DAT 102: Module 02 Entity Relationship Diagram Gathering Database Requirements: This is part of the analysis phase of a software development project which focuses on the data items that must be stored. Redundancy in the date is expected the broader the scope of the project. E.g. Product ID/Product #). Appropriate names for those items must be stored (particularly where data is used in more than one place or department). Database requirements can be found from user interviews, current spreadsheets, forms, invoices, existing apps & systems, etc. Spreadstreets are usually the best sources as data is already organized in rows & columns. it is also easy (relatively) to identify primary data (stored data) & derived data (data is calculated when it is displayed). They are also slightly difficult to work with as they are often modified. This can cause the introduction of new data items & renamed data items. When data items are renamed, a consensus to determine the singular names of the data items is needed. With reports, similar to spreadsheets, the data is often organized in rows & columns. The source of the data is often easily determined. Manual reports allow you to discuss with the individual(s) that created the report while Automated reports, the Information Systems department provides details on data origin. Reports are also less likely to have redundant data as they are better controlled than spreadsheets. Data to Store (at first glance): • invoice number • date • customer information • invoice details Data to Store (upon closer analysis): • invoice number • date • customer name • " address • " contact • quantity • description repeated • unit price • price } Entity Relationship Diagram provides a simple way to convey the requirements of a database. It is a common tool for both developers & users as basis for discussions. It is often more descriptive than an invoice in regards to what their database developer must have in the end. The diagram identifies what we need to collect data about & the relationships between them.

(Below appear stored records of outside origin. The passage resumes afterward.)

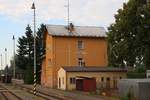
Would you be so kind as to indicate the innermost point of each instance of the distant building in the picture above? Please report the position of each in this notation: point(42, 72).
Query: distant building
point(74, 47)
point(139, 89)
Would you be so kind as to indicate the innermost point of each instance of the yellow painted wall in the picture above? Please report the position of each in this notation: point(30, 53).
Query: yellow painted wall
point(62, 76)
point(63, 51)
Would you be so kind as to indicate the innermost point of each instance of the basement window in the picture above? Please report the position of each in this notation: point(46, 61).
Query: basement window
point(102, 79)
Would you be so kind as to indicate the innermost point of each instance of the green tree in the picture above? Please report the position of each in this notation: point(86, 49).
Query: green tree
point(25, 54)
point(40, 49)
point(128, 38)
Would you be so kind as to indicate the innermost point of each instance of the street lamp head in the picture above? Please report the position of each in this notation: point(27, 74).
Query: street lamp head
point(33, 6)
point(13, 37)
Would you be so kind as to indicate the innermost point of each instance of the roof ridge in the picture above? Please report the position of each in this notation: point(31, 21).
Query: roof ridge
point(75, 25)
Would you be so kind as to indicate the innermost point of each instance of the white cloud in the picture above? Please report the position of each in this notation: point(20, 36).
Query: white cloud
point(82, 12)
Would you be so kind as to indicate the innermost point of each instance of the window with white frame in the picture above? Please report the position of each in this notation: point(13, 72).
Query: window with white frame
point(80, 44)
point(81, 62)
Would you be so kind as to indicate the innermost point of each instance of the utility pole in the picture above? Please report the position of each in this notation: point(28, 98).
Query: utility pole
point(1, 64)
point(6, 65)
point(68, 12)
point(14, 62)
point(34, 89)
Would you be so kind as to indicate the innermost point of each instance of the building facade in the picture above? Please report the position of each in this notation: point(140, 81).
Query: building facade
point(72, 46)
point(106, 77)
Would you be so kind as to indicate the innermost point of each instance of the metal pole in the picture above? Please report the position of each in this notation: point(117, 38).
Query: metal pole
point(14, 68)
point(5, 57)
point(1, 64)
point(34, 89)
point(6, 65)
point(68, 12)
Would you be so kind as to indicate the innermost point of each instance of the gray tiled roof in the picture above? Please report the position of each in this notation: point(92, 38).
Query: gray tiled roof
point(85, 31)
point(93, 69)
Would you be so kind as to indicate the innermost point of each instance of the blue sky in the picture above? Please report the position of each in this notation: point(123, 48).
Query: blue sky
point(16, 14)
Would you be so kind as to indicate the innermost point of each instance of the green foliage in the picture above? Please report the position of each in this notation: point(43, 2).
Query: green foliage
point(129, 39)
point(25, 53)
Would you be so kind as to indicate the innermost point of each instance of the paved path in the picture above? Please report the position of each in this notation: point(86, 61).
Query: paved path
point(71, 95)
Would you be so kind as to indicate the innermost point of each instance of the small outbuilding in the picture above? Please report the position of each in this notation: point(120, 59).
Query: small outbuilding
point(138, 88)
point(89, 78)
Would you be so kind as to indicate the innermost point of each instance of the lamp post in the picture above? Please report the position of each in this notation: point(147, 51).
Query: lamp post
point(34, 89)
point(1, 64)
point(14, 62)
point(6, 65)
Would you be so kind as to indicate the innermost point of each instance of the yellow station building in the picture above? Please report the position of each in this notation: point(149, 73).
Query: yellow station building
point(73, 51)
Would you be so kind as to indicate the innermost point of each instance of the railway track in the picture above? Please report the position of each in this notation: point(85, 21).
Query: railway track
point(7, 94)
point(45, 96)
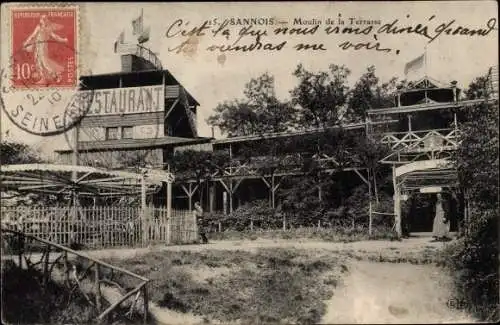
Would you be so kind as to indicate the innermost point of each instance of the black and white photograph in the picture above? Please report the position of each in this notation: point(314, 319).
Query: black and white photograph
point(254, 162)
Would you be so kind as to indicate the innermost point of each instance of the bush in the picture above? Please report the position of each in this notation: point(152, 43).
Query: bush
point(474, 262)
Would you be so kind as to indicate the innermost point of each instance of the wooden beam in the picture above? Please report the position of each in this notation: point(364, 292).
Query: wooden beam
point(362, 177)
point(171, 108)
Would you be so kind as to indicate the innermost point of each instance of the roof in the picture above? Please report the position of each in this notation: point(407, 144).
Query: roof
point(424, 107)
point(134, 143)
point(287, 133)
point(170, 79)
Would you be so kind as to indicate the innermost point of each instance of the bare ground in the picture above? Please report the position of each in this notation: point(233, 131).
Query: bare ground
point(371, 292)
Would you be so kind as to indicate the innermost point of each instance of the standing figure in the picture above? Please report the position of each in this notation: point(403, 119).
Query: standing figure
point(441, 225)
point(37, 43)
point(198, 212)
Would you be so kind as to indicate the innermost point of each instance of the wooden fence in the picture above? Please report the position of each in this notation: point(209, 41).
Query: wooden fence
point(102, 226)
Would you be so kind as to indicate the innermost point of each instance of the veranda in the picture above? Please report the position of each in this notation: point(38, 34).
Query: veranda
point(94, 208)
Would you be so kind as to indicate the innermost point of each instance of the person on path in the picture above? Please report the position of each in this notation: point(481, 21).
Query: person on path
point(440, 227)
point(198, 212)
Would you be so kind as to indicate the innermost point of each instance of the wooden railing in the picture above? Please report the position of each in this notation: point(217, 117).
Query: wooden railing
point(427, 140)
point(77, 271)
point(102, 226)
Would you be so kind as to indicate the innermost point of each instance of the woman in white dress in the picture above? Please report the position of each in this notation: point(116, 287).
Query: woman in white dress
point(441, 225)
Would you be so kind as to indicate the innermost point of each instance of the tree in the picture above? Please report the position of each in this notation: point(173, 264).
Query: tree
point(17, 153)
point(368, 93)
point(475, 259)
point(259, 112)
point(321, 96)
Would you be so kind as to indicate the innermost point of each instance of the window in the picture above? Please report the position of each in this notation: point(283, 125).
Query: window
point(111, 133)
point(127, 132)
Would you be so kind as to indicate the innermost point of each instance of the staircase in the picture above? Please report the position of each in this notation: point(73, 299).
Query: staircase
point(76, 271)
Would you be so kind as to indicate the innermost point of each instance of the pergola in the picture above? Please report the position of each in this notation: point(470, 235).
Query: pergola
point(82, 181)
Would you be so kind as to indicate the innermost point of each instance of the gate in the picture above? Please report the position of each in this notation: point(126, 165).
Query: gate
point(102, 226)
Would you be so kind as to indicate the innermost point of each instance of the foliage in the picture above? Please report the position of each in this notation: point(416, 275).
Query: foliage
point(25, 302)
point(474, 259)
point(274, 285)
point(17, 153)
point(321, 96)
point(259, 112)
point(200, 164)
point(367, 94)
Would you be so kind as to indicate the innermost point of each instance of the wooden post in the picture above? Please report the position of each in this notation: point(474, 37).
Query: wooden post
point(230, 196)
point(146, 303)
point(190, 197)
point(397, 206)
point(369, 204)
point(211, 195)
point(66, 268)
point(97, 288)
point(273, 189)
point(169, 210)
point(224, 202)
point(143, 208)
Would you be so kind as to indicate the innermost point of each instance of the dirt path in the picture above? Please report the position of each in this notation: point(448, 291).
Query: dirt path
point(372, 292)
point(375, 292)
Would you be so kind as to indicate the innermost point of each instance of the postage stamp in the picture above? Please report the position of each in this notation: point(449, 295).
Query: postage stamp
point(41, 92)
point(37, 35)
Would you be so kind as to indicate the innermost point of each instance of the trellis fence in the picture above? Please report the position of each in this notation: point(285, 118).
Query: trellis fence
point(102, 226)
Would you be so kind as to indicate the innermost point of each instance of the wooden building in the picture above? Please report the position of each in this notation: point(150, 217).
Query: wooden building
point(142, 115)
point(137, 117)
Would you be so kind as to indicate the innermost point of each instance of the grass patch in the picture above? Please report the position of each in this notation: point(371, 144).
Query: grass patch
point(323, 234)
point(269, 286)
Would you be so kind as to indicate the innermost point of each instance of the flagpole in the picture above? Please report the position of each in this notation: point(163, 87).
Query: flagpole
point(426, 77)
point(425, 61)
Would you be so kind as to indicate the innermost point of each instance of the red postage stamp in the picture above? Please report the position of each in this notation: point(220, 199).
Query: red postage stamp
point(44, 43)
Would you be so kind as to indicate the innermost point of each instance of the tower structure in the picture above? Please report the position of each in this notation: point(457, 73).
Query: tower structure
point(422, 142)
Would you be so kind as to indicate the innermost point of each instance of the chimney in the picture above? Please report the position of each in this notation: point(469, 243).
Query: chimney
point(454, 89)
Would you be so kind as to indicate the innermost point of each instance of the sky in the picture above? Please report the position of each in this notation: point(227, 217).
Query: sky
point(212, 77)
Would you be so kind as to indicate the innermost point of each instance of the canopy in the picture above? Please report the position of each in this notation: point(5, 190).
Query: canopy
point(80, 180)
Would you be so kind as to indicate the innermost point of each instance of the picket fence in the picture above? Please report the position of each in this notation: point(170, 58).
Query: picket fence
point(102, 226)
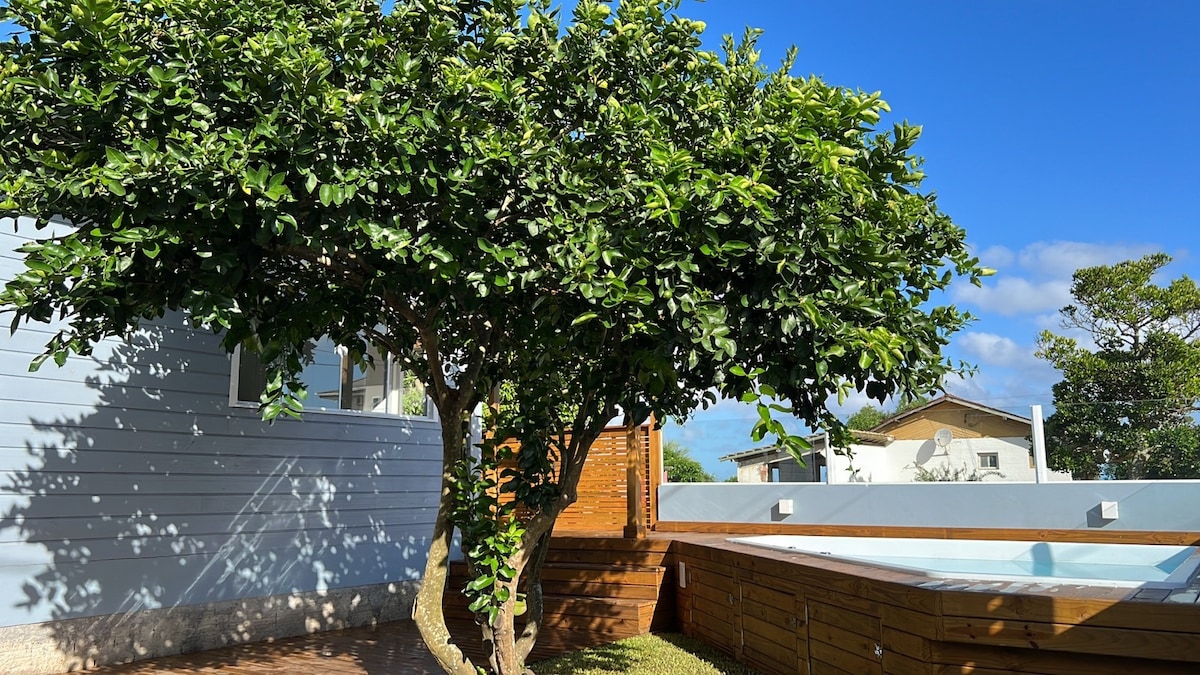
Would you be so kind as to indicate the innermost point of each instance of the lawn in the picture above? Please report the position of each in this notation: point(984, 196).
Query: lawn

Entity Definitions: • Entity: the "thing" an organization wishes to maintain data regarding e.g client/ customer, place, event, object, etc. • Entity Type: collection of entities that share common properties or characteristics • Entity Instance: a single occurrence of an entity type (e.g a specific customer & all related data). Entity Description: SHOULD BE: • an object with many instances in the database (e.g customer, products invoice, etc.) • an object with multiple attributes (e.g. Customer attributes like name, address, contact, phone, etc.) • an object we are trying to model (e.g needs to be relevant to the system) SHOULD NOT BE: • a user of the database system • an output of the database system (e.g reports because they are generated from existing data). Relationships: Relationships describe how entities are related (e.g a customer having invoices) They also include the cardinality (numerical limits). E.g customer may have zero to many invoices, an invoice has one to many invoice details, an employee has zero or one supervisors, etc. Attributes: Attributes are the characteristics of an entity or a relationship type. Attributes of a relationship are intuitive (e.g height, color, address, d.o.b, etc.). Attributes of a relationship type is a little more difficult. For instance, a relationship may exist between a student & a course; attributes of this relationship could be "completion date" & “final mark". Another instance would be a relationship between a contractor & a project; attributes of this would be "contract fee" & "date of hire". If a relationship has attributes, that relationship with its attributes becomes an associative entity & is treated like a regular entity. Symbols used in ERDs: • emp name & i.d: single attribute • age: derived attribute • dependents: multivalued attribute
Entity & Attributes Single Attributes: • single data items (fields) that are descriptors for the entity (eg emp id) Derived Attributes: • an item that is not stored as is (eg age is not stared but calculated by Date of Birth) Multivalued Attributes: • items that have multiple instances (eg an employee may have multiple dependents) The attribute with an underlined name are the identifiers. (Eg SIN, product #, etc.). When more than one attribute is used as key, it is referred to as a composite key. All composite key attributes are underlined. Good identifiers will not change in value over time and will not be null. Intelligent identifiers i.e identifiers that contain data that helps describe the instance should be avoided. (eg using an employees phone # as the key would lose value should the employee ever change their #) Similar to/Using our previous example… cardinality index In our example: • customer has zero or many invoices • an invoice has one or many invoice details Interpreted as: • customer may have no invoices or many invoices • an invoice can have only one customer • an invoice has at least one invoice detail • an invoice detail can only be on one invoice
A More Advanced Illustration In our example, an ERD for the ETS of a company will be created. The following entities are part of the Employee Training System (ETS): – Course – Employee – Instructor The ERD: The ERD with an associative entity: Here an employee takes zero or many courses which are taught by one and only one professor who can teach zero or many courses. Here, we see that between the employee & a course, a completion date & mark must be tracked. In this particular case, an employee may have zero or many course(s) completed. A course can have zero or many completions by the employee(s). The associative entity labelled in our diagram can only be related to one employee & one course as it’s role is matching the two together. Hence, the symbol change from our first example.